Conteúdos e softwares acessíveis e atualizáveis são, portanto, recursos digitais imprescindíveis à inclusão digital.

Outro recurso necessário à inclusão digital é garantir que existam pessoas (recursos humanos) em condições de proporcionar que um número grande de outras pessoas se aproprie do uso das tecnologias para diferentes finalidades e em variados níveis de habilidade. A primeira habilidade fundamental é a própria alfabetização literária, sem a qual um indivíduo não explora plenamente os conteúdos digitais, ainda que consiga acessá-los. Já a chamada alfabetização digital consiste em aprender a usufruir das tecnologias da informação e da comunicação, de modo a empregá-las em consonância com necessidades individuais e coletivas.

As habilidades de uso das TICs são cumulativas e evolutivas, demandando contínua atualização e aperfeiçoamento, em especial tendo em vista o acelerado desenvolvimento tecnológico. Sendo assim, as ações de inclusão digital demandam um corpo técnico finalístico estruturado, atualizado e em atividade permanente, atento às necessidades dos cidadãos a que a política se dirige e à evolução tecnológica.

Para determinadas vertentes, trata-se de formar técnicos em informática e redes para a manutenção da infraestrutura. Para outras, deve haver facilitadores do processo de apropriação tecnológica pelos cidadãos, de modo a garantir uma relação autônoma como sujeitos perante a tecnologia, colocando-a a seu serviço.

A questão dos recursos humanos para a promoção da inclusão digital possui, portanto, uma importância que varia conforme a finalidade da iniciativa.

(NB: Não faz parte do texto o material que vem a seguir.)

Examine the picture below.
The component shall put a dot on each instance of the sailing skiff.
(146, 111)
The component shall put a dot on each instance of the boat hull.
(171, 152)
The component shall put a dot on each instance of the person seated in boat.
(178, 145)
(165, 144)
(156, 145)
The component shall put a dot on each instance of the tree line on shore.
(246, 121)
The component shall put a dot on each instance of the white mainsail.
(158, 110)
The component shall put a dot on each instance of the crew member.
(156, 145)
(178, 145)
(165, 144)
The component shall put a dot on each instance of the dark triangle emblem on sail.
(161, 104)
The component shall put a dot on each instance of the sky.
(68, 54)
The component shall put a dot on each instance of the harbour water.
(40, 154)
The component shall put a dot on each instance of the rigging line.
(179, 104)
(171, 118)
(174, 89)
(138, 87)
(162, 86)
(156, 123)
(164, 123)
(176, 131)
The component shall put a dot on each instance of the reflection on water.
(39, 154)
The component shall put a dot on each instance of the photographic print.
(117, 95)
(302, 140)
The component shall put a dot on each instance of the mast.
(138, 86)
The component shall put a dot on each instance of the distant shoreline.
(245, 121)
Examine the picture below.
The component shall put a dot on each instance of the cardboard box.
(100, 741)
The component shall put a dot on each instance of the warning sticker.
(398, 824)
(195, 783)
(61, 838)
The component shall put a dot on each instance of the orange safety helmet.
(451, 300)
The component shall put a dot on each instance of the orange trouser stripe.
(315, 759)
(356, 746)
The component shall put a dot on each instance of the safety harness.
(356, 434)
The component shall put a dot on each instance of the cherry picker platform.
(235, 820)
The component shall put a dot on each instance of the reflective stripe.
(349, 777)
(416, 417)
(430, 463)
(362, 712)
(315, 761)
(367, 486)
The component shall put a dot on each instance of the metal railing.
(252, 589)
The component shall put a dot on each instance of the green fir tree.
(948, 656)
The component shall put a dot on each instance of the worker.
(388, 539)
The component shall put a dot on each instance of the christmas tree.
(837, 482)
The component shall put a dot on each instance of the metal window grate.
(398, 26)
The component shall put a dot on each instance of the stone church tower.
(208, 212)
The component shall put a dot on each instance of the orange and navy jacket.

A formação é valorizada principalmente pelas ações de inclusão digital que visam à apropriação das tecnologias e ao seu uso efetivo pelos cidadãos. Como se verá na análise da política pública brasileira, a complexidade institucional e o peso orçamentário referentes à formação e à remuneração contínua de recursos humanos devem ser levados em consideração na análise dos programas.

Um último aspecto em termos de recursos para propiciar a inclusão digital, colocado por Warschauer (2006), são os recursos sociais, relacionados às estruturas comunitárias, institucionais e da sociedade em apoio ao acesso às tecnologias. A tese do autor é de que os sujeitos envolvidos na inclusão digital relacionam-se coletivamente e, desta forma, o conjunto de atores sociais de uma determinada comunidade se influencia mutuamente nos processos de aprendizagem e de uso das tecnologias. Se um indivíduo se identifica e se relaciona com outro que já maneja o computador, isso contribui para a percepção de si próprio como sujeito capaz de usufruir da mesma tecnologia e, portanto, de aprender como utilizá-la. As relações de poder entre indivíduos também podem influenciar a apropriação tecnológica. A depender da estrutura social em que vive, um indivíduo de menor poder aquisitivo pode sentir-se incapaz ou desinteressado pela aprendizagem do manejo das tecnologias, por considerá-las instrumentos exclusivos de uma elite privilegiada.

Assume-se aqui que são, no mínimo, esses elementos – recursos físicos, digitais, humanos e sociais – que devem estar no foco de ação do Estado ao desenvolver uma política pública de inclusão digital. Para fins desta tese, a garantia destes recursos confere efetividade potencial à política pública. Sem que estes recursos estejam disponíveis à população, a

efetividade não é atingida. Percebe-se, assim, que o conceito de efetividade aqui utilizado não se refere à mensuração direta do uso dos recursos ou da avaliação das políticas implantadas perante a população beneficiária.

A efetividade potencial consiste na capacidade da política pública de tornar disponíveis os recursos necessários à inclusão digital. Estes devem ser garantidos nos processos implementados pelas iniciativas que têm por objetivo promover a apropriação das TICs.